Peut-être pleurait-il sur les occasions perdues, par pure envie frustrés de paternité, par une étrange jalousie d’un chagrin qu’il ne connaîtrait jamais. L’homme, même le marin, est un animal capricieux, créature et victime des occasions perdues. Mais il me rendit honteux de mon insensibilité. Je ne pleurais pas.
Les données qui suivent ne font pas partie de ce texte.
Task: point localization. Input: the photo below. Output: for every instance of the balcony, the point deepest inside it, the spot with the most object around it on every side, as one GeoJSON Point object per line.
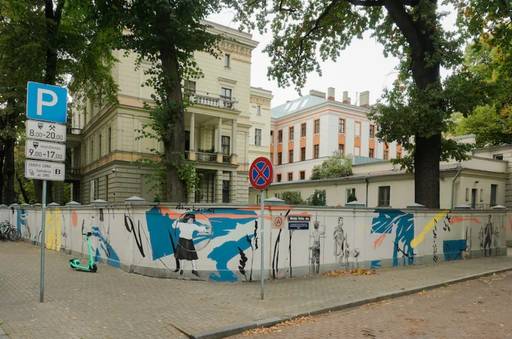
{"type": "Point", "coordinates": [211, 100]}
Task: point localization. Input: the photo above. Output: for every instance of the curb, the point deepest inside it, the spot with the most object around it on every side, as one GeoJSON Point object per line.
{"type": "Point", "coordinates": [235, 329]}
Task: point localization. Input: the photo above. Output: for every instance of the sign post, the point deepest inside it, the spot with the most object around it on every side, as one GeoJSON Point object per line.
{"type": "Point", "coordinates": [45, 145]}
{"type": "Point", "coordinates": [260, 176]}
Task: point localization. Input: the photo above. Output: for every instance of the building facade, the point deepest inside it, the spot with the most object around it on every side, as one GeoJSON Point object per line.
{"type": "Point", "coordinates": [308, 130]}
{"type": "Point", "coordinates": [109, 155]}
{"type": "Point", "coordinates": [478, 183]}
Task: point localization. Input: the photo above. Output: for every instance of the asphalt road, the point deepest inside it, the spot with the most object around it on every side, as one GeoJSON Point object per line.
{"type": "Point", "coordinates": [480, 308]}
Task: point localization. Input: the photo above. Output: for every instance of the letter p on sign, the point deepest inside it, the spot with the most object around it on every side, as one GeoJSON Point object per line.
{"type": "Point", "coordinates": [47, 102]}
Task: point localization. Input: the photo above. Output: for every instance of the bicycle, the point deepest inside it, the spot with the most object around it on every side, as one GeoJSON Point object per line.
{"type": "Point", "coordinates": [9, 232]}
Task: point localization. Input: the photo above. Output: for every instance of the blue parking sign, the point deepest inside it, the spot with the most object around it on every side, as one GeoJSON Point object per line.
{"type": "Point", "coordinates": [46, 102]}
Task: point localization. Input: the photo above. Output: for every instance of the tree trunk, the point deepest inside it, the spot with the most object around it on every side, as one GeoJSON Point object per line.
{"type": "Point", "coordinates": [426, 170]}
{"type": "Point", "coordinates": [420, 33]}
{"type": "Point", "coordinates": [8, 172]}
{"type": "Point", "coordinates": [174, 136]}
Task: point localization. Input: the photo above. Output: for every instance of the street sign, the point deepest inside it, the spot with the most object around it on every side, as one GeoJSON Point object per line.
{"type": "Point", "coordinates": [44, 170]}
{"type": "Point", "coordinates": [298, 222]}
{"type": "Point", "coordinates": [260, 173]}
{"type": "Point", "coordinates": [46, 131]}
{"type": "Point", "coordinates": [46, 102]}
{"type": "Point", "coordinates": [43, 150]}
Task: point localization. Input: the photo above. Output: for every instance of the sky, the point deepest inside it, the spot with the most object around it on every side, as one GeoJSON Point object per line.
{"type": "Point", "coordinates": [360, 67]}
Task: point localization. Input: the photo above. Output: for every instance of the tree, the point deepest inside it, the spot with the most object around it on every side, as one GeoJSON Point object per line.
{"type": "Point", "coordinates": [167, 34]}
{"type": "Point", "coordinates": [318, 198]}
{"type": "Point", "coordinates": [490, 56]}
{"type": "Point", "coordinates": [416, 111]}
{"type": "Point", "coordinates": [334, 167]}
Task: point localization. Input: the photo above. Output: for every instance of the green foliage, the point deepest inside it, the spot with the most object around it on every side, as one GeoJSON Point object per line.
{"type": "Point", "coordinates": [334, 167]}
{"type": "Point", "coordinates": [291, 198]}
{"type": "Point", "coordinates": [318, 198]}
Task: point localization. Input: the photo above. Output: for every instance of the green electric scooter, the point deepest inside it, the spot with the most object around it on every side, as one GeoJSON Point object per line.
{"type": "Point", "coordinates": [90, 266]}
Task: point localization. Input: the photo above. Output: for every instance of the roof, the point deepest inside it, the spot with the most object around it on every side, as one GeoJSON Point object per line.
{"type": "Point", "coordinates": [292, 106]}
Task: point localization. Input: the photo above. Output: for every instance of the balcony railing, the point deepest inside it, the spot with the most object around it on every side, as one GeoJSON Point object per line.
{"type": "Point", "coordinates": [212, 100]}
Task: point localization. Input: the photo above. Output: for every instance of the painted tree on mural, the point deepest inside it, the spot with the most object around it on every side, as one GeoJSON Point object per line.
{"type": "Point", "coordinates": [415, 111]}
{"type": "Point", "coordinates": [52, 42]}
{"type": "Point", "coordinates": [167, 34]}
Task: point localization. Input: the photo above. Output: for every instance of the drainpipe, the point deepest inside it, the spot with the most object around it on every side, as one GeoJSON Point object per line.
{"type": "Point", "coordinates": [367, 182]}
{"type": "Point", "coordinates": [459, 170]}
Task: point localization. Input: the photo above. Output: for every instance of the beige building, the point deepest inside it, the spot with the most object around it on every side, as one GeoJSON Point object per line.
{"type": "Point", "coordinates": [308, 130]}
{"type": "Point", "coordinates": [480, 182]}
{"type": "Point", "coordinates": [222, 127]}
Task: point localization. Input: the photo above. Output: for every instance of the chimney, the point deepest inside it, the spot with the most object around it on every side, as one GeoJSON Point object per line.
{"type": "Point", "coordinates": [364, 99]}
{"type": "Point", "coordinates": [317, 94]}
{"type": "Point", "coordinates": [330, 93]}
{"type": "Point", "coordinates": [346, 99]}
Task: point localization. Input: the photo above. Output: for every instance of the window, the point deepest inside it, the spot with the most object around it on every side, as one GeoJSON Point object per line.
{"type": "Point", "coordinates": [341, 126]}
{"type": "Point", "coordinates": [96, 187]}
{"type": "Point", "coordinates": [341, 149]}
{"type": "Point", "coordinates": [371, 153]}
{"type": "Point", "coordinates": [357, 127]}
{"type": "Point", "coordinates": [494, 192]}
{"type": "Point", "coordinates": [226, 95]}
{"type": "Point", "coordinates": [225, 142]}
{"type": "Point", "coordinates": [351, 194]}
{"type": "Point", "coordinates": [317, 126]}
{"type": "Point", "coordinates": [372, 131]}
{"type": "Point", "coordinates": [257, 136]}
{"type": "Point", "coordinates": [99, 147]}
{"type": "Point", "coordinates": [110, 139]}
{"type": "Point", "coordinates": [384, 196]}
{"type": "Point", "coordinates": [316, 151]}
{"type": "Point", "coordinates": [189, 87]}
{"type": "Point", "coordinates": [225, 191]}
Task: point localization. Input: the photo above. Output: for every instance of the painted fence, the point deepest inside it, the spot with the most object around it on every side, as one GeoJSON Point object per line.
{"type": "Point", "coordinates": [223, 243]}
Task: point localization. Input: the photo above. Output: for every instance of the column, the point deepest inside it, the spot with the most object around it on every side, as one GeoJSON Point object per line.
{"type": "Point", "coordinates": [233, 186]}
{"type": "Point", "coordinates": [192, 150]}
{"type": "Point", "coordinates": [219, 141]}
{"type": "Point", "coordinates": [218, 187]}
{"type": "Point", "coordinates": [234, 135]}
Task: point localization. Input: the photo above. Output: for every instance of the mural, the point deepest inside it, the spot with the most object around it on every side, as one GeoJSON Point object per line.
{"type": "Point", "coordinates": [402, 225]}
{"type": "Point", "coordinates": [223, 244]}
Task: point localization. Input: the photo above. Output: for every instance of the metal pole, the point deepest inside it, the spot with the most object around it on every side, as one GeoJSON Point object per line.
{"type": "Point", "coordinates": [43, 221]}
{"type": "Point", "coordinates": [262, 240]}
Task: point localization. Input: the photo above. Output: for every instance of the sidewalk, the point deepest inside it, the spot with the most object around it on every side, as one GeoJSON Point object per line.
{"type": "Point", "coordinates": [115, 304]}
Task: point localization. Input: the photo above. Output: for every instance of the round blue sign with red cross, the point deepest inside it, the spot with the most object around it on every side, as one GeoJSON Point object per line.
{"type": "Point", "coordinates": [260, 173]}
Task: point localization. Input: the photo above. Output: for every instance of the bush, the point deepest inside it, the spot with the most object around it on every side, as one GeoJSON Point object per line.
{"type": "Point", "coordinates": [334, 167]}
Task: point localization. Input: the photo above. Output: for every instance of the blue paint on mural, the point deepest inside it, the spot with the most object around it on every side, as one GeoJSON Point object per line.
{"type": "Point", "coordinates": [375, 264]}
{"type": "Point", "coordinates": [222, 221]}
{"type": "Point", "coordinates": [384, 222]}
{"type": "Point", "coordinates": [110, 253]}
{"type": "Point", "coordinates": [452, 249]}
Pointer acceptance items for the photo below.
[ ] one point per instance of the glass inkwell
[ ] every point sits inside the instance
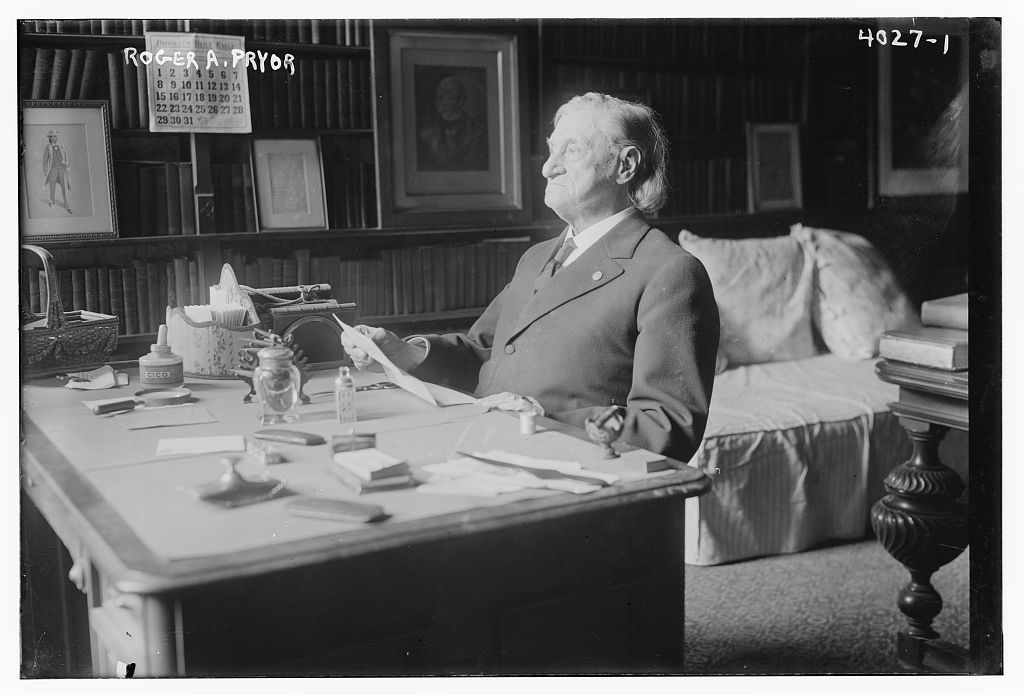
(276, 382)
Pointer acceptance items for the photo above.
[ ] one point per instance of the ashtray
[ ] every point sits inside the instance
(233, 489)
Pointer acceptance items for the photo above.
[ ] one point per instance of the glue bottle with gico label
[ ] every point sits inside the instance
(161, 366)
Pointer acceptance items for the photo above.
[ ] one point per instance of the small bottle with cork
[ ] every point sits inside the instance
(161, 366)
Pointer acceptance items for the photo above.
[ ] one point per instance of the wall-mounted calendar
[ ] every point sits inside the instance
(198, 82)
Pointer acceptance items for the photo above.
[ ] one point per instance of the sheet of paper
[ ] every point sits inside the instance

J’écoutais avec un détachement effroyablement critique ce service que j’aurais dû lire moi-même une ou deux fois pour des hommes semblables à des enfants, qui étaient morts en mer. Les mots d’espoir et de défi, ces mots ailés si éloquents dans l’immensité libre de la mer et du ciel, me semblaient tomber avec lassitude sur la petite tombe. A quoi bon demander à la mort où était son aiguillon devant son petit trou sombre creusé dans la terre ? Puis mes pensées m’échappèrent tout à fait, retrouvèrent le quotidien de la vie, pas même un quotidien bien noble – les navires, le fret, les affaires. Par l’inconstance de ses émotions, l’homme ressemble au singe d’une façon déplorable. Mes pensées m’écoeuraient – mais je pensais : trouverai-je rapidement un affrètement ? Les délais coûtent cher… Est-ce que Jacobus va vraiment me faire faire de bonnes affaires ?… Il faut que j’aille le voir demain ou après-demain…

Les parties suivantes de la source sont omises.